Mayor Cohen said he was surprised to hear these comments from Chief Zager because he and the Council had not received any comments from him in the six weeks since the Code was first proposed. Cohen added that the Chief also did not make any presentation to the Public Safety Committee regarding his concerns.

Councilman Nelson said that, "I firmly believe the reason the [director] position is there is ultimately to fill it." He said that the Mayor can be the appropriate authority for the Police Department but "we don't need a director…"

Councilman Pastore said that the Director position will be filled by the Chief. Councilwoman Perna agreed and said, "there is no plan in my mind to hire a separate director for the department." She continued, "to usurp the authority of the Police Chief where the department functions as it should would be ridiculous."

Perna said she was also confused about the argument made by several regarding the cost of a Director. She asked where was the police's concern about cost containment when a captain was exiled to the County for a year at a cost of $130,000. "Not one [officer] came up to talk about it," she said.

The Council then voted 4-1 to approve the Code as is.

The next item addressed is a fertilizer ordinance. The Council voted 4-1 to introduce it. Councilman Nelson said he feels the fines are excessive and asked the Council to minimize them. Councilman Hall countered that a $100 fine for third violation is reasonable. Councilwoman Perna added that it is State mandated for the Township to have a fertilizer ordinance and that the State could pull the Township's stormwater permit if it does not have one which would be "very detrimental to the town."

In their Council reports, Councilman Hall said that he will be introducing an ordinance to formally start the process to address inconsistencies between the Township's Master plan and the Township's ordinances. Councilman Pastore requested and received permission to start a committee to change the Township's website.

Councilman Bruno announced that he took his name out of consideration to be Interim Mayor. "I will remain as Council President," he said. He then read a letter from Republican Chairman David Ronner, which stated that the three candidates for Interim Mayor are Robert Woodruff, Robert Miller, and David Ronner. The Council will vote at an upcoming meeting to decide the winner from these three nominees.

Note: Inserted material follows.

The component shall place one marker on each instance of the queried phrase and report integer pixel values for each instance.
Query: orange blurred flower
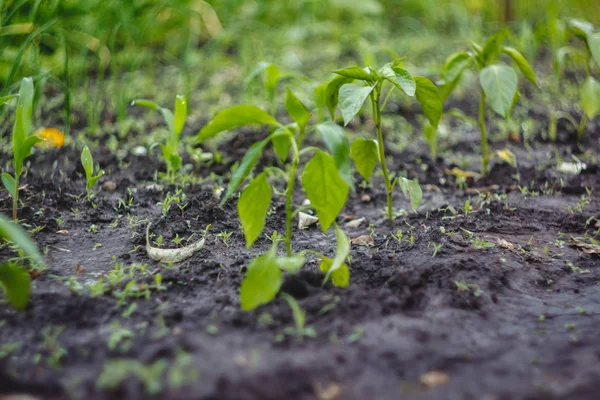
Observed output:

Near the end of the meeting, Mayor David Cohen gave some final remarks. He said that Tuesday night's meeting was almost twelve years to the day that he first took out petitions to run for office. He called his time in public service "a great run" and spoke about the significant new ratables in Berkeley Heights including Summit Medical Group. He also said that there have been improvements in almost every department under his tenure, as well.